OpenAI is launching a developer platform called Foundry without much fanfare. This platform will allow clients to employ OpenAI’s state-of-the-art machine learning models, such as GPT-3.5, on a dedicated server environment. Pictures of the documentation accompanying Foundry that were posted to Twitter by first-time users indicate that Foundry is specified for “cutting-edge customers running larger workloads.”
The documentation claims that Foundry provides the ability to perform inference on a large scale while having full control over how the model is configured and its performance.

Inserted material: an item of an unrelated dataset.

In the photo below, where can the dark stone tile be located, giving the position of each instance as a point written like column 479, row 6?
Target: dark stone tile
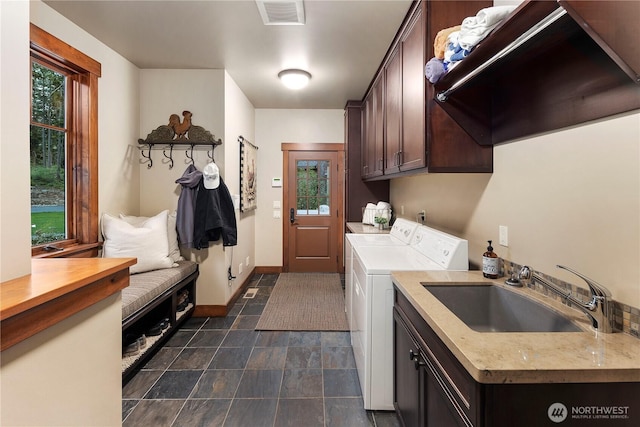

It appears that Foundry, which is set to be released soon, will provide a one-time setup of computing power that is completely devoted to one customer. This setup can be monitored with the same applications and panels that OpenAI employs to construct and optimize various models. Additionally, Foundry will give customers the option of deciding to upgrade or not to upgrade models, as well as gentle adjustment for the latest OpenAI models.
Foundry will provide guarantees of satisfactory service such as performance times and technical help that is accessible on certain dates. Those who rent the dedicated compute units, which can be rented for either three months or an entire year, will need to lease a particular amount of compute units as required to run an individual model program (as indicated in the table below).
Using GPT-3.5 for a three month period will cost $78,000, but if you commit to a one year term the cost goes up to $264,000. To put this in context, a single DGX Station from Nvidia (which is of the newer generation of supercomputers) costs around $149,000.
Observant Twitter and Reddit users noticed that one of the entries on the price guide table has a 32k maximum context window size. (The context window is the text the model takes into account prior to producing more text; longer context windows give the model the ability to “keep in mind” much more text.) OpenAI’s most up-to-date text-generating model GPT-3.5 has a 4k max context window, implying that this unfamiliar model could be the anticipated GPT-4 or a springboard towards it.
OpenAI is facing rising demands to become profitable following a large donation from Microsoft. It is estimated that the company will generate $200 million in 2023, which is substantially smaller than the over $1 billion invested in the business up to this time.
The expensive costs of computing power are mainly responsible for these high expenses. Creating AI versions of state-of-the-art technology can reach millions of dollars and working with them is not necessarily much more cost effective. According to Sam Altman, co-founder and CEO of OpenAI, you need to pay a few cents per discussion to run their viral ChatGPT discussion bot, which had more than a million users by last December – a cost that definitely adds up.
OpenAI has been striving for profitability, releasing ChatGPT Plus, starting at a cost of $20 every month, as well as joining forces with Microsoft to form Bing Chat, something which has earned a fair amount of notoriety. Apparently, OpenAI is also on track to launch a ChatGPT mobile app at some point, along with integrating its AI language capabilities in Microsoft programs such as Word, PowerPoint and Outlook.
OpenAI has two distinct services they are providing through Microsoft’s Azure OpenAI Service. This is an enterprise-oriented model-serving platform. They also have Copilot, a premium code-generating service they created in conjunction with GitHub.